On Friday we traveled to Cape May, NJ, for the fourth time in search of migrating birds. Cape May is on a major migration flyway for various types of birds - hawks & falcons, warblers, and shorebirds. In the past, we've always visited during the fall. This was our first spring-time trip, so it allowed us our first view of (tens of?) thousands of shorebirds gobbling up millions of horseshoe crab eggs.
We saw beautifully-colored Ruddy Turnstones, more rare Red Knots, Boat-tailed Grackles, Least Sandpipers, Semipalmated Sandpipers, and Semipalmated Plovers, among others. The hawks were in short supply and the weather was counter-productive for warblers. The weather was warm, dry, and stable, so the birds had no reason to stop and rest/eat/take cover as they would've had the weather been stormy.

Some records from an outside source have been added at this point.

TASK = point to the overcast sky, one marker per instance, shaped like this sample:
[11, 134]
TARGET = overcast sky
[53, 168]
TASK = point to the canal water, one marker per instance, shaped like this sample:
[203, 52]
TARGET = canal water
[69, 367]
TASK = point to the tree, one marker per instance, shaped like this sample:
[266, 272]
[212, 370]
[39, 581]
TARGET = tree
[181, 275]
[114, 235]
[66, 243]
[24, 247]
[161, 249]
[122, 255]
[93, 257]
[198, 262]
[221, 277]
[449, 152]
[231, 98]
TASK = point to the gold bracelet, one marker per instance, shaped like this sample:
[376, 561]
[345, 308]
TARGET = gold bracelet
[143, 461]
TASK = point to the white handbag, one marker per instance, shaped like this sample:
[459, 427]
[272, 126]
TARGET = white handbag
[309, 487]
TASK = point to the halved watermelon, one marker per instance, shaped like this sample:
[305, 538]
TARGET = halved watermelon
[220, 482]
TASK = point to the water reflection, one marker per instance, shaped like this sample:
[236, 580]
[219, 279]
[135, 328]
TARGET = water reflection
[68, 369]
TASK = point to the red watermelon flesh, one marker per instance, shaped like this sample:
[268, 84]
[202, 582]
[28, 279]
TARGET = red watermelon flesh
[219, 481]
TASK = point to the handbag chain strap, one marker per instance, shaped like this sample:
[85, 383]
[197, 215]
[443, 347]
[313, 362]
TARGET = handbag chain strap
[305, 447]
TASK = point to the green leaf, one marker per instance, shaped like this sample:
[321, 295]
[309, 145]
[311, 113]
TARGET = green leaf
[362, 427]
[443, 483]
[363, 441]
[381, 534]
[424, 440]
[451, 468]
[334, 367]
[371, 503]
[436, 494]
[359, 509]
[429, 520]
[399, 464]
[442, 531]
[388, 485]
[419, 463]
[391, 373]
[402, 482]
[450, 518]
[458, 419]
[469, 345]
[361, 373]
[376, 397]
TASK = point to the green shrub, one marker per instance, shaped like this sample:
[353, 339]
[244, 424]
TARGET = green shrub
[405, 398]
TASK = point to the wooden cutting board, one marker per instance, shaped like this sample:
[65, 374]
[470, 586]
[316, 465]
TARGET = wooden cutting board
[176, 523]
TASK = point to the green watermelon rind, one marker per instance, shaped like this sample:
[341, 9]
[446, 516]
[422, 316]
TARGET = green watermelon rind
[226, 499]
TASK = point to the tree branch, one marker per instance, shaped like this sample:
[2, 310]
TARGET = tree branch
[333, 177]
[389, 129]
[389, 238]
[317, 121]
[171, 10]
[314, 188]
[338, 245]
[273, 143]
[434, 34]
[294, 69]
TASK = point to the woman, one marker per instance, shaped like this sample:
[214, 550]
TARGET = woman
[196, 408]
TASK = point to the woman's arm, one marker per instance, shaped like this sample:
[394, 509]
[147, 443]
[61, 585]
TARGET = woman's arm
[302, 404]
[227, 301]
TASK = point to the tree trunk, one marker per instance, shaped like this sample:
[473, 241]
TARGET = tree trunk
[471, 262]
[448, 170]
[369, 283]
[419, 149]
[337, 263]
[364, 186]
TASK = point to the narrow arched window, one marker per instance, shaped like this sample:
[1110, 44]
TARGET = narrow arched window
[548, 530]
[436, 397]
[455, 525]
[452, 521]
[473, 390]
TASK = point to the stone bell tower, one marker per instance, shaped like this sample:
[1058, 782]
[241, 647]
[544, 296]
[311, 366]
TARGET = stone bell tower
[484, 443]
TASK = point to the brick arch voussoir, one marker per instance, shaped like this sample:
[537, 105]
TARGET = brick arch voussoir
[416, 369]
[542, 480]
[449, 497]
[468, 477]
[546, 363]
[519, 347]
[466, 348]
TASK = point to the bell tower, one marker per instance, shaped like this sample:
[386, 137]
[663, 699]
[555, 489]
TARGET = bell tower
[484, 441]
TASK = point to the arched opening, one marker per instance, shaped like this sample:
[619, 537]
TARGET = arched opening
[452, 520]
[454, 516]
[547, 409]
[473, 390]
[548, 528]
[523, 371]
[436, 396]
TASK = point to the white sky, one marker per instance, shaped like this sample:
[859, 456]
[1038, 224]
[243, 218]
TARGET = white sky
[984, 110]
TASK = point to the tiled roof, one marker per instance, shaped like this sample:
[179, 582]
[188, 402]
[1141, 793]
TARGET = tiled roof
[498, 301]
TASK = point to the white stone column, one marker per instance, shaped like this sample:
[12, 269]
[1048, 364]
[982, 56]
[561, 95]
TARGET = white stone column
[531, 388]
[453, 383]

We came home to more cicadas in the yard - piles of shells litter the ground underneath some of our trees while some trees have no cicadas around them. A look through our binoculars at the tops of the trees showed a plethora of black and orange beasts with red eyes. My range around the yard is now limited to cement and asphalt surfaces with a very close look at anything I sit or lean on. Once they start flying more and falling to the ground to die, my range will be further restricted. Andy is planning to mow the grass today, but he's likely going to only work on the front yard, where there are far less of the crunchy creatures to walk through and chop up with the mower.